The night was thick with mist — the air damp, heavy with the copper stench of blood and the burnt remains of villages caught in the storm of war. The firelight of the distant English camp flickered like dying stars beyond the ruined tree line.
Jay and Joan walked in grim silence. Their boots sank into blood-soaked earth, the mud slick with gore from days of slaughter. Behind them, Jaques' headless corpse still hung from the twisted branches of a blackened oak — a brutal warning to traitors and a monument to their fury.
Jay had changed.
The execution had carved something deep into him — a raw, merciless edge. His Arc blood stirred beneath his skin, pulsing like a war drum in his veins. The night air seemed colder around him. Joan walked at his side, steel-eyed and silent, her golden hair stained with dirt, sweat, and streaks of drying blood.
They reached their scattered forces at the edge of the forest. Weathered French soldiers, bloodied and beaten, awaited their command. Faces hollow. Eyes sunken.

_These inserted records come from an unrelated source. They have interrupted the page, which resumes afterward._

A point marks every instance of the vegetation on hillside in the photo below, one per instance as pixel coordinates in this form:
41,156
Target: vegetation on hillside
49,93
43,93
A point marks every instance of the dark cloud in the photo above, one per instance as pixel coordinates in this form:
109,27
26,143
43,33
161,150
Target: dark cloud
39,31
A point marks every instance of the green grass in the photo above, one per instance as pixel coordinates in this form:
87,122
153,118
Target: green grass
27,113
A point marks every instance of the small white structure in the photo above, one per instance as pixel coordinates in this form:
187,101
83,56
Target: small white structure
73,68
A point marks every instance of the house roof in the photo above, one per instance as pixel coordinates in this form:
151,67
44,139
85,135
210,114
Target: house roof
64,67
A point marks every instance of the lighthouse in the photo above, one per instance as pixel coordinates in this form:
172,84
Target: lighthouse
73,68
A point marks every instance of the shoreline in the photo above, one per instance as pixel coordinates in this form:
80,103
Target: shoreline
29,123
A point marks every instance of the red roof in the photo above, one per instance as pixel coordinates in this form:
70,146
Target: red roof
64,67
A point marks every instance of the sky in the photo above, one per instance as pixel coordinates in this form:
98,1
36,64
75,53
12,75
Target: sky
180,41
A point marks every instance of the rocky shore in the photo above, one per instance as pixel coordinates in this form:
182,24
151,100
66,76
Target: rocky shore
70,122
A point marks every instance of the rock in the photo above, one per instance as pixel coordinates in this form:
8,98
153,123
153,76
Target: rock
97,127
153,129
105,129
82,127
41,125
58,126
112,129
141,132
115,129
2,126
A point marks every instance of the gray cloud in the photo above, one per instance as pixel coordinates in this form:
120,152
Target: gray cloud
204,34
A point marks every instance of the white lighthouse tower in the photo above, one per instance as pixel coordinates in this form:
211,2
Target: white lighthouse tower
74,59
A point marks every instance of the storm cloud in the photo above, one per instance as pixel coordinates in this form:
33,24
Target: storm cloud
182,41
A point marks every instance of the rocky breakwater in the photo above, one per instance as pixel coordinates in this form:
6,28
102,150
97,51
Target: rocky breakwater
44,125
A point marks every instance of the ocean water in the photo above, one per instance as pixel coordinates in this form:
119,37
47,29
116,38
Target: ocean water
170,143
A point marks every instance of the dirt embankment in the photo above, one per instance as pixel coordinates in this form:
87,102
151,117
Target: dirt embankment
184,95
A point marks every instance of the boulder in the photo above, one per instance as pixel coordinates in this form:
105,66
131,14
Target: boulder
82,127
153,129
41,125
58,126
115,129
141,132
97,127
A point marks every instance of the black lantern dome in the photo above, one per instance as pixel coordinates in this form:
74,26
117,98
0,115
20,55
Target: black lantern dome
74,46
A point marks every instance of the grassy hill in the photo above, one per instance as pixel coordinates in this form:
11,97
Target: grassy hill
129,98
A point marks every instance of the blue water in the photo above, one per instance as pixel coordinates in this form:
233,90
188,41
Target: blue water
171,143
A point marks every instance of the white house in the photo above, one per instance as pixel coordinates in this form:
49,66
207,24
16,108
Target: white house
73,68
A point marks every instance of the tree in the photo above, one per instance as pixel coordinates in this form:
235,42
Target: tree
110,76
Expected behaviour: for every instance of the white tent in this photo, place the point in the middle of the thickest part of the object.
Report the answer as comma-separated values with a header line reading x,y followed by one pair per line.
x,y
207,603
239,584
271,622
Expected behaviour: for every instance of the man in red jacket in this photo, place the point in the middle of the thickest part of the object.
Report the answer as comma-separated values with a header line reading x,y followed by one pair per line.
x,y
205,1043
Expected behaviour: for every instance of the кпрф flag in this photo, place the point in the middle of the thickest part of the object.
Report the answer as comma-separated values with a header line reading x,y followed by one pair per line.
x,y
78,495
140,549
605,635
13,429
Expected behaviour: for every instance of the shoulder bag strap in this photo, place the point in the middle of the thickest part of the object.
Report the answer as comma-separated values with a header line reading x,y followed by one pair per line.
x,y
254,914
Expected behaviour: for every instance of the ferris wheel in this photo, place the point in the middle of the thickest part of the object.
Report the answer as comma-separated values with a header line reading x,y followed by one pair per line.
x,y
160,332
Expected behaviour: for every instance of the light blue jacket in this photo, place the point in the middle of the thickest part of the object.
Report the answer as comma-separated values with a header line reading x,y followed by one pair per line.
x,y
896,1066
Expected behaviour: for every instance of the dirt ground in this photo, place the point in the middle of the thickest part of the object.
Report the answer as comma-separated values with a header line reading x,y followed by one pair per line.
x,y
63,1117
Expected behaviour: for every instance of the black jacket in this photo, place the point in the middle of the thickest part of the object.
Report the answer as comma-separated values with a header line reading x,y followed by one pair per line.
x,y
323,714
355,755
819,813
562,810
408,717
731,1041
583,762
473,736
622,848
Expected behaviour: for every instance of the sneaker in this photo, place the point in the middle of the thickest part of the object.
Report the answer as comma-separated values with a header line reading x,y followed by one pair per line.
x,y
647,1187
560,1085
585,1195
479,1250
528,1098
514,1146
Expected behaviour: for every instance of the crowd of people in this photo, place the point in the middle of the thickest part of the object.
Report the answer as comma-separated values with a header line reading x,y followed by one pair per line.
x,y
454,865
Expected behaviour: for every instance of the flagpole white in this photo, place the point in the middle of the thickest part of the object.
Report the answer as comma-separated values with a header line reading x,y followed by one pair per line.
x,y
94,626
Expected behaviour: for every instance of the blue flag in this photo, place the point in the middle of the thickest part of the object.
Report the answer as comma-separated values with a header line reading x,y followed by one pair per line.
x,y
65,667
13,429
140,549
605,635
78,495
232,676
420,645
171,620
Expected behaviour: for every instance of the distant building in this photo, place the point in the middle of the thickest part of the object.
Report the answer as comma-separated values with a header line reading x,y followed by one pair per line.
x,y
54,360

But when they saw Jay and Joan emerge from the dark, something passed through them.
Fear.
Respect.
Jay's voice was low and sharp. "Ready yourselves. Tonight, we send them screaming into the abyss."
---
The assault came with the fury of hellfire.
Jay led the charge through the treeline, his sword wreathed in a faint glow — the power of his Arc blood beginning to awaken fully. His strikes were not merely skillful now — they were devastating, brutal, primal.
English soldiers never saw him coming.
Jay moved like a phantom, his blade severing limbs and heads with terrifying precision. Blood sprayed in vicious arcs across his face and armor. Joan fought beside him, her own sword flashing like silver lightning, cutting down any who dared stand before her.
Screams filled the air. The night sky was torn apart by the clash of steel and the desperate wails of the dying.
Jay skewered a captain through the throat, then ripped his blade free with a spray of arterial blood. He caught another soldier by the helm and drove him face-first into a burning cart, shattering bone and metal alike.
Joan was no less terrifying. Her eyes were fierce, aflame with righteous fury. She fought like the wrath of heaven incarnate, her armor smeared with the blood of dozens.
And yet... for every English soldier slain, for every scream that echoed into the night, there was loss.
Jay turned to see one of their youngest soldiers — barely a boy — impaled through the gut. He fell, choking on blood, eyes wide with terror.
Jay roared in fury.
His Arc blood answered.
The glow around his sword flared — deep crimson like fresh blood — and with a savage cry, he drove forward, cutting down enemies in a whirlwind of gore.
Men lost their heads, their limbs, their very lives in mere heartbeats. The earth beneath Jay darkened with the blood of his foes. The lines between man and monster blurred.
By dawn, the English camp was in ruins. Corpses littered the field like discarded rags. Crows circled overhead, already descending upon the dead.
Jay stood amidst the carnage, his chest heaving, his face unrecognizable beneath the blood and dirt. Joan approached him slowly, her sword dripping crimson.
Their eyes met — two warriors born in fire and death.
Joan spoke softly, her voice raw. "We live... we fight..."
Jay finished, his voice hollow. "Until we fall."
Together, they turned to their surviving forces.
There was no celebration. No triumph.
Only the grim march forward — deeper into the nightmare of war.